- Directed by: Rama Rau
- Written by: Bonnie Fairweather Kathleen Hepburn
- Produced by: Sally Karam
- Starring: Julia Sarah Stone Martha Plimpton
- Cinematography: Steve Cosens
- Edited by: Michael Pierro
- Music by: Casey Manierka-Quaile
- Release date: December 1, 2018 (Whistler);
- Running time: 93 minutes
- Country: Canada
- Language: English

= Honey Bee (2018 film) =

Honey Bee is a 2018 Canadian drama film written by Bonnie Fairweather and Kathleen Hepburn, directed by Rama Rau and starring Julia Sarah Stone and Martha Plimpton. It is Rau's narrative feature directorial debut.

==Cast==
- Julia Sarah Stone as Natalie
- Martha Plimpton as Louise
- Steven Love as Ryan
- Michelle McLeod as Chante
- Connor Price as Matt
- Sofia Banzhaf as Cherry
- Maurice Dean Wint as Det. Walker
- Peter Outerbridge as Christian
- Tammy Isbell as Sophia

==Release==
The film premiered at the 2018 Whistler Film Festival, and was released commercially on September 20, 2019.

==Reception==
The film has a 100% rating on Rotten Tomatoes based on seven reviews. Brad Wheeler of The Globe and Mail awarded the film two and a half stars out of four.

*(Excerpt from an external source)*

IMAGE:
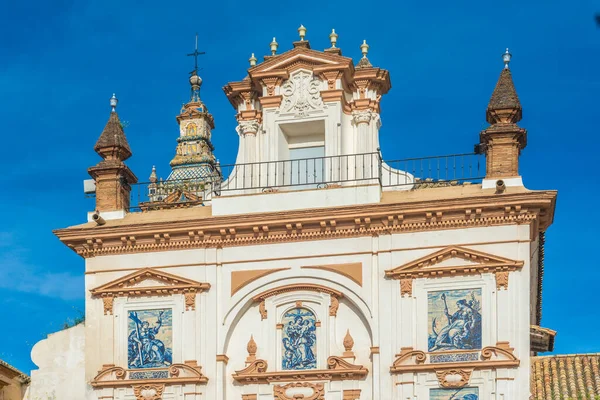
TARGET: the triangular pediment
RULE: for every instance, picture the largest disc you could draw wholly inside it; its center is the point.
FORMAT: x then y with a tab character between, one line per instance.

Norman Wilner of Now gave the film a positive review and wrote that it "doesn’t break new ground for this sort of drama, but it distinguishes itself in its slow accumulation of small moments."

Andrew Parker of TheGATE.ca also gave the film a positive review and wrote, "Anchored by Stone’s best performance to date as the caustic, but perceptive and often sympathetic Natalie, Honey Bee is a character drama that succeeds at every level."